Voorjaar

De benen draaien in een hoge cadans, mijn hartslag is relatief laag. Ik ben bezig met een duurritje onder een strakke blauwe hemel. De zon die zijn warmte geeft ondanks een koude noordoostenwind. In de luwte van de bomen en vol in de zon laten de eerste voorjaarsbloemen hun schoonheid zien. De zoete geur van bloesems dwarrelt zo nu en dan voorbij. Het is voorjaar, lente, spring en overal komt voorzichtig nieuw leven tevoorschijn.

Het Engels woord voor deze periode “spring”, is een woord met meerdere betekenissen. Het staat naast lente en voorjaar ook voor veer, bron, oorsprong, drijfveer. Nu al het nieuwe leven weer tevoorschijn komt, dan is dat zeker een bron van veerkracht. Het zet mijn gedachten ook even stil, uit iets wat dood lijkt komen nieuwe scheuten, het begin van nieuw leven. Knoppen die nauwelijks zichtbaar in een keer uit hun jasje knappen en er stralend witte en roze bloesems tevoorschijn komen in de vroege voorjaarszon. Ik vraag me dan ook af wat de oorsprong van dit alles is.
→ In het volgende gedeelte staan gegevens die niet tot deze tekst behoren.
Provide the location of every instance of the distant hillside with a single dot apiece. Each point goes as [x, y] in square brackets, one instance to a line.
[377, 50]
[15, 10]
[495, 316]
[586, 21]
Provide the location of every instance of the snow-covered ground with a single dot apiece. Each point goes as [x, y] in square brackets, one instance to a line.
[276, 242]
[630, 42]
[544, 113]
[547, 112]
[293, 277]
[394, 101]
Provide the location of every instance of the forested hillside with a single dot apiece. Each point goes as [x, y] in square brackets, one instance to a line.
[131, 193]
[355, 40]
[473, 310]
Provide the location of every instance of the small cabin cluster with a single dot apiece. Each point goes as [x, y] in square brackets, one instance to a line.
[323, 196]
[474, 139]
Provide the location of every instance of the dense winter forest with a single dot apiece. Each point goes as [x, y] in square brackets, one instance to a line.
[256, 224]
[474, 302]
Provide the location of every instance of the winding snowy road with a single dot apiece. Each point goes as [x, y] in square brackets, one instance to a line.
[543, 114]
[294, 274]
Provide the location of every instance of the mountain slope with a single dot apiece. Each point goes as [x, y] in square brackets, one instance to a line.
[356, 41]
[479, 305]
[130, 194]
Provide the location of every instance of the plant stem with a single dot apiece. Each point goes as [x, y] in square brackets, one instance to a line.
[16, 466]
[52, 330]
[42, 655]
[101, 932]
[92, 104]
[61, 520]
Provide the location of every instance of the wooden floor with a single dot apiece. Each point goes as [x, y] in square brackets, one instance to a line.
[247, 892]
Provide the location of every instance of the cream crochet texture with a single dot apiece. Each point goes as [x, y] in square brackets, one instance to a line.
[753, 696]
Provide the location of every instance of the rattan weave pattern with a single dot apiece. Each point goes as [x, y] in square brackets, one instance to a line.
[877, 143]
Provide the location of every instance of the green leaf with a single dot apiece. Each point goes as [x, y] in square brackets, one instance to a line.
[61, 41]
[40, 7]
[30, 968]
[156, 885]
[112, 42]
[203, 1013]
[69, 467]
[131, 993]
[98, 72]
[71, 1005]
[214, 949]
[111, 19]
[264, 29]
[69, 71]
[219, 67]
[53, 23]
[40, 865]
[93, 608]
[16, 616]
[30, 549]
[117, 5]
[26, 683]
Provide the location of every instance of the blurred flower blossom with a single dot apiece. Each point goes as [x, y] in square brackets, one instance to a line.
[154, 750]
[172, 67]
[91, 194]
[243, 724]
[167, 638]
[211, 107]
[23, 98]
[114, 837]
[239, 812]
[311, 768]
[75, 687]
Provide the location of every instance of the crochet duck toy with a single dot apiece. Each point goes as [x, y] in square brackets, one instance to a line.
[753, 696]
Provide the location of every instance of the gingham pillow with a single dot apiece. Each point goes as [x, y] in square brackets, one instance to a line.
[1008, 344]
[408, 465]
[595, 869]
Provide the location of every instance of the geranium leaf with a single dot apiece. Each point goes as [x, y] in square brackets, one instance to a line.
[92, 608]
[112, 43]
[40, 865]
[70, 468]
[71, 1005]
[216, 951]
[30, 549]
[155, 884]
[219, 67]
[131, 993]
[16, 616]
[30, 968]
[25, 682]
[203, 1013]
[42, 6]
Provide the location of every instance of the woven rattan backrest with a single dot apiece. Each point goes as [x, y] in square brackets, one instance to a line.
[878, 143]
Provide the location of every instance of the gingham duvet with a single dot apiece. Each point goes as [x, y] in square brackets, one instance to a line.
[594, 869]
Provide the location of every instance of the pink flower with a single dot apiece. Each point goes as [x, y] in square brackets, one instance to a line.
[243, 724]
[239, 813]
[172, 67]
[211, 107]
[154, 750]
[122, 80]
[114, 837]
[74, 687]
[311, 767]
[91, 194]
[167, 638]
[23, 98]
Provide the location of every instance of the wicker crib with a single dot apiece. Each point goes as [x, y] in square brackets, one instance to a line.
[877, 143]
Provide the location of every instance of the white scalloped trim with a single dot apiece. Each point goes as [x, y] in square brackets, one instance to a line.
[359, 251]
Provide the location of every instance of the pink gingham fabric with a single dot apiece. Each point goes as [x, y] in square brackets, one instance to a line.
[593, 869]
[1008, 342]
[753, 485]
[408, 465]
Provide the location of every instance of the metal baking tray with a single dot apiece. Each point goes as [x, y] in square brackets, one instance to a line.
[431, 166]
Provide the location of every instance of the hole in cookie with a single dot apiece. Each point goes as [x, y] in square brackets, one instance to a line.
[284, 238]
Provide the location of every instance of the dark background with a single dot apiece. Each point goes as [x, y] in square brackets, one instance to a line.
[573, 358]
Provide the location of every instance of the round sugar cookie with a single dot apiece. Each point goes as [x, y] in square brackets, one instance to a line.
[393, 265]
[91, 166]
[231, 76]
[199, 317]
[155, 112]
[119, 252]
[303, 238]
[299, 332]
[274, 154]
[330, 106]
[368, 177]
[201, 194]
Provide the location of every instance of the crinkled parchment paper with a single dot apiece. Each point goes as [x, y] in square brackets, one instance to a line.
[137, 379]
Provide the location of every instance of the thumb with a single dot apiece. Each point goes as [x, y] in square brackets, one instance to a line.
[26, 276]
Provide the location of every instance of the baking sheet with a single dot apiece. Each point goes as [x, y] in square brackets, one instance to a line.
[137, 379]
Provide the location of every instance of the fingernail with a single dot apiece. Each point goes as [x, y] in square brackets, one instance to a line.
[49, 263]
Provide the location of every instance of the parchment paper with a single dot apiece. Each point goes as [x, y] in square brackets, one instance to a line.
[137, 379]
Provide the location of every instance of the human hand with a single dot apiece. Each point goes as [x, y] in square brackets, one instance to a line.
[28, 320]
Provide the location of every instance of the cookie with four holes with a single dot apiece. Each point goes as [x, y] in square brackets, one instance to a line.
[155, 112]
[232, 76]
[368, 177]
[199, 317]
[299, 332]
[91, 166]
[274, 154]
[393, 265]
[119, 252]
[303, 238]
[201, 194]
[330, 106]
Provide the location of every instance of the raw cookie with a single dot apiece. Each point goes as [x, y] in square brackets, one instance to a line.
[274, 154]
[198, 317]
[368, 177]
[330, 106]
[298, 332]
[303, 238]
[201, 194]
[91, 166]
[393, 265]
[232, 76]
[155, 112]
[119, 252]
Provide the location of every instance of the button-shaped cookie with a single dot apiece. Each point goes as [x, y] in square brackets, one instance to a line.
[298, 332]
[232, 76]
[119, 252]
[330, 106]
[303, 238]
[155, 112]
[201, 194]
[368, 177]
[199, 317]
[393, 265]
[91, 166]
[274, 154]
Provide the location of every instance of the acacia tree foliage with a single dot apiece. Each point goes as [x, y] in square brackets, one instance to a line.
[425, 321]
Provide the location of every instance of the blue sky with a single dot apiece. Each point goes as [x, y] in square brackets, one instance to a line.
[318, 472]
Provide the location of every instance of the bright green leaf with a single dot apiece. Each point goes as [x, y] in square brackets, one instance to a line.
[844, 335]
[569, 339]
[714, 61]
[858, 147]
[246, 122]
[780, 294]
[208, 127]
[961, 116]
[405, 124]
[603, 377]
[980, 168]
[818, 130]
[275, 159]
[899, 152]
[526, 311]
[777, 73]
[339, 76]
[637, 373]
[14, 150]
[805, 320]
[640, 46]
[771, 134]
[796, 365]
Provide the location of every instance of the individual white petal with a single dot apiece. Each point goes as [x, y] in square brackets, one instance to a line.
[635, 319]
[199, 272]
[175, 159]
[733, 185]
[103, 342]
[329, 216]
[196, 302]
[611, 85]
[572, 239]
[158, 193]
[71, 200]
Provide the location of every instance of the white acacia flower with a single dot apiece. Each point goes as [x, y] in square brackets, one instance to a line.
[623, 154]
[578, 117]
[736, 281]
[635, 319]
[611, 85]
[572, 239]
Ieder jaar weer pakt de lente haar kans om vrolijkheid en schoonheid te geven, om een nieuwe periode van het jaar, van het leven aan te kondigen.

Ik sport het hele jaar door in de buitenlucht. Ik kan mezelf dan ook niet echt een mooi weer sporter noemen. Toch is het eigenlijk het hele jaar door mooi weer om buiten te sporten. Iedere periode heeft ook zijn eigen licht. Met in de donkere maanden, de lage zon die met bundels licht schuin door het bos haar weg zoekt, totdat ze weer in de zomer hoog aan de lucht staat en er bijna geen schaduw meer is. Waar in de winter, wolkjes adem voorbij vliegen, ik in de zomer het liefst in het water spring om af te koelen. Maar nu in het voorjaar is er van beide het beste. Van starten in de kou, tot finishen met een nieuw kleurtje en de geur van zon in mijn huid.

Als ik zo stil sta bij de lente, de bron van nieuw leven, merk ik dat ik ook in mijn gedachten langs loop om na te denken over wat mijn bron (van leven) is. Als tweede komt dan als snel de gedacht hoe staat het met deze bron. Is het een bron waar nog voldoende veerkracht in zit of is de bron uitgeput. Vragen waar niet altijd even snel en even eerlijk het antwoord op gevonden en gegeven wordt naar anderen en ook naar mijzelf. De winterdip misschien overleefd maar is er ook nieuw leven in mij dat op het punt staat uit zijn jasje te springen.

Zo lijk het licht ook ieder seizoen zijn eigen ritme mee te geven. Al voelt de ritme van de lente totaal anders. Het is er niet een van tot wasdom komen, onderhouden, afbreken of overleven. Nee het is een nieuw ritme, een ritme dat de komst van vrolijkheid en schoonheid aankondigt. Het ritme dat energie geeft. Als ik het schrijf bedenk ik me ook dat het de ritme is die me stil ze bij het feit dat de bron waar ik uit put, waar ik mijn veerkracht uit haal, niet in mijzelf ligt. De woorden uit Mattheus 6 komen dan naar boven:

Kijk eens naar de bloemen in het veld. Die staan daar te bloeien zonder zich druk te maken… Als God zo goed zorgt voor de bloemen, die vandaag in het veld staan en morgen weg zijn, zal Hij dan niet nog veel beter voor u zorgen?

Me druk maken, dat kan ik soms goed, te goed. Zeker is het dat de drukte niet mijn ritme is, niet mijn bron, niet mijn drijfveer. Het geeft kortstondig energie maar put uiteindelijk alleen verder uit. Het ritme van de lente is er een van het vertrouwen dat de zon komt om haar warmte en energie te geven. De externe bron van nieuw leven, de bron van veerkracht die in het op het oog dode hout verborgen zit. Zo zit er zoveel meer in mij, in jou, verborgen wat met de juiste externe bron tot volle bloei mag komen. Het enige wat het van mij vraagt is vertrouwen met een klein beetje geloof.